Jamaica may be about to suffer the worst economic crisis in the country's history, according to former Prime Minister Edward Seaga.
Seaga, who was yesterday addressing a National Council on Youth Leadership at the University of the West Indies, Mona campus, said the current global economic crisis would hit Jamaica much harder than that of the 1980s.
"What we are concerned about is if the automobile industry really goes into a deep depression, there will be less demand for alumina," Seaga said. "So then we are going to go back to where we were in the early '80s where, with the shortfall in exports of alumina bauxite, we are going to suffer a reduction in our foreign exchange earnings."
Greater threat
He said the current situation is a greater threat to Jamaica as other countries are sharing the economic crisis.

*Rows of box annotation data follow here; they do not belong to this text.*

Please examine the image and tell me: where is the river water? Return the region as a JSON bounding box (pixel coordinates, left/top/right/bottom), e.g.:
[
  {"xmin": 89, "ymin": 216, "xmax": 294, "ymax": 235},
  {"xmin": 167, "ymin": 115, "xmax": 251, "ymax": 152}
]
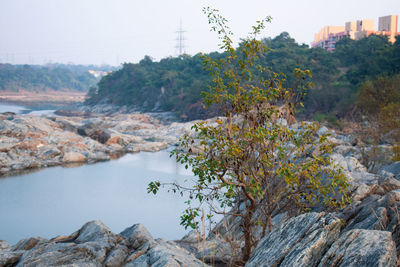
[{"xmin": 0, "ymin": 103, "xmax": 192, "ymax": 244}]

"In the case of the 1980s, there was a very steep fall in foreign exchange earnings. [To stop this] I asked Washington to buy a significant amount of our bauxite, and they did buy quite a few million tonnes of bauxite which enabled us to survive at a time when it was absolutely critical," Seaga, who was prime minister from 1980 to 1989, said. "Well there will be no such thing this time. This time, the US is in a problem. So they are not going to be among those who are going to be of assistance. Hence, you have a situation where the possibility exists that the alumina industry and the bauxite industry in Jamaica is going to have a severe downturn which is going to lose us foreign exchange earnings."